The algorithm works as follows. We are given some set of \(\mathbf{q}\) vectors which lie approximately on a lattice, yet to be determined. To find candidate lattice directions, we take a random sample of directions using the Fibonacci sphere algorithm. For each direction, we perform the orthogonal projection of each \(\mathbf{q}\) vector to the infinite line specified by the direction. We then take a finite number of bins along this line (the way the binning is performed can be controlled by user-defined parameters), and then take FFT of the resulting histogram. The histogram will be strongly periodic when the direction corresponds to a lattice direction, so we identify lattice vectors by taking the strongest Fourier modes of the histograms.

The FFT method produces a finite set of potential lattice vectors. To find a basis, we enumerate over triples of these basis vectors and rank them according to

  1. The percentage of peaks that can be indexed (with integer indices)

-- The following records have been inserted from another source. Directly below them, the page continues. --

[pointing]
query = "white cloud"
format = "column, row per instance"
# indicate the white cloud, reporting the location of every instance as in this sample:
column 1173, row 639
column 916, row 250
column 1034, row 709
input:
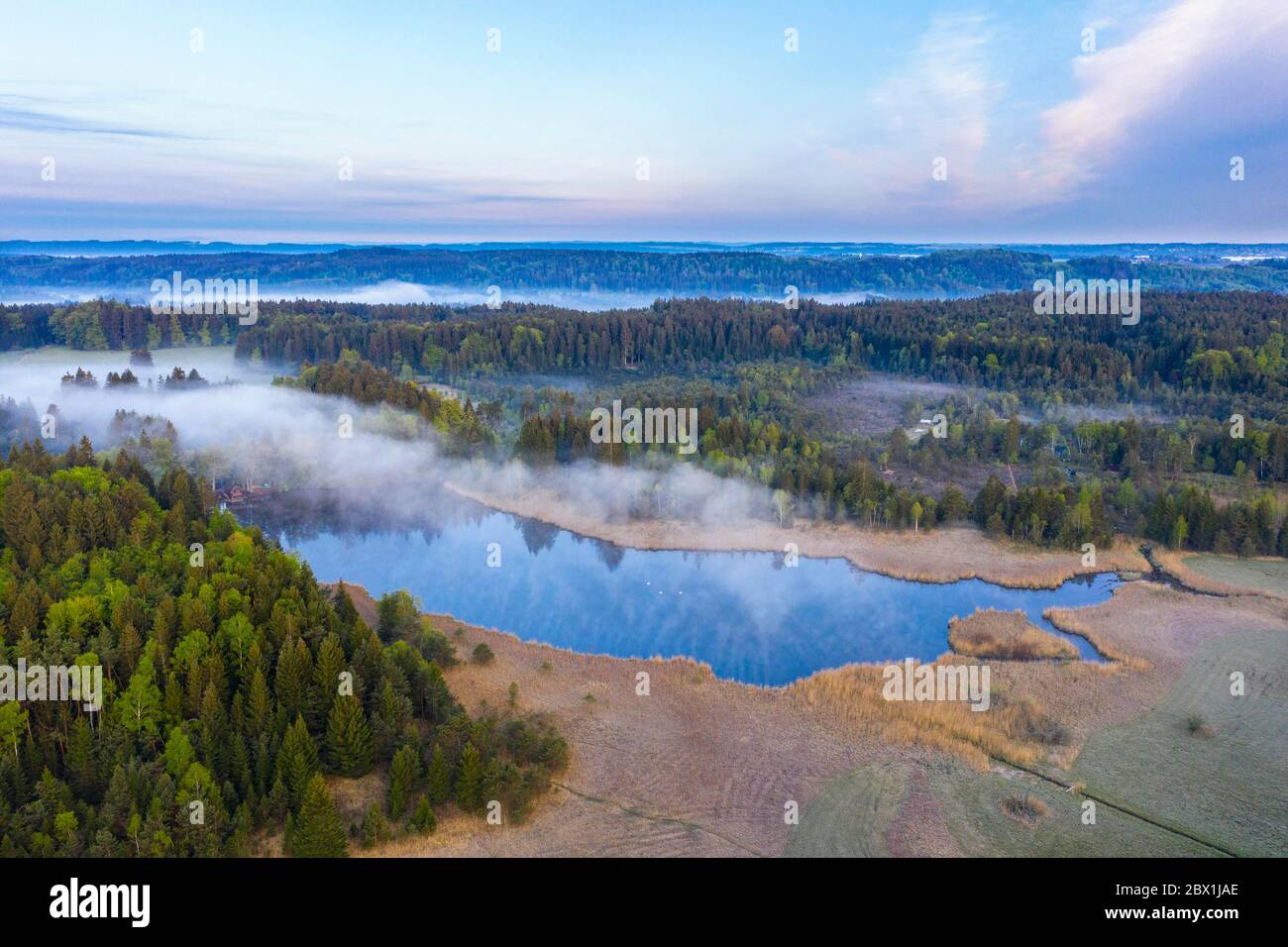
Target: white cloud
column 1201, row 69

  2. The volume of the resulting unit cell

This provides a ranked list of candidate unit cells, from which the user may choose.

Autoindexing parameters

Parameter

Unit

Description

Image range

frames

Choose a limited (contiguous) subset of images over which to index

Resolution (d) range

Å

Peaks with q-vector outside this range will not be used in indexing

Strength range

Peaks with strengths outside this range will not be used in indexing

Gruber tolerance

Niggli tolerance

Find Niggli cell

T/F

Whether to find the Niggli primitive cell

Max. cell dimension

Å

Maximum length of any cell vector

Num. Q-space trial vectors

Number of reciprocal space directions to search for lattice vector

Num. FFT histogram bins

Number of reciprocal space bins for Fourier transform

Number of solutions

Number of trial lattice vectors with which to construct triples

Minimum volume

\(Å^3\)

Minimum unit cell volume

Indexing tolerance

Maximum difference between floating point \(hkl\) and integer \(hkl\)

Frequency tolerance

0.0 - 1.0

Minimum fraction of amplitude of zeroth Fourier frequency to accept as candidate lattice vector

The FFT indexing method can be difficult to use correctly because there is no systematic method for reaching the correct solution, and there are many adjustable parameters. As a guide, the follwing tend to have a substantial effect on the success (or otherwise) of the procedure:

  1. Number of peaks/number of frames: using too many peaks/frames tends to result in failure. This is obviously strongly dependent on the nature of the sample. For example, using the BioDiff detector, up to 10 frames, containing no more than 300 peaks seems to be sufficient to index complicated biological crystals.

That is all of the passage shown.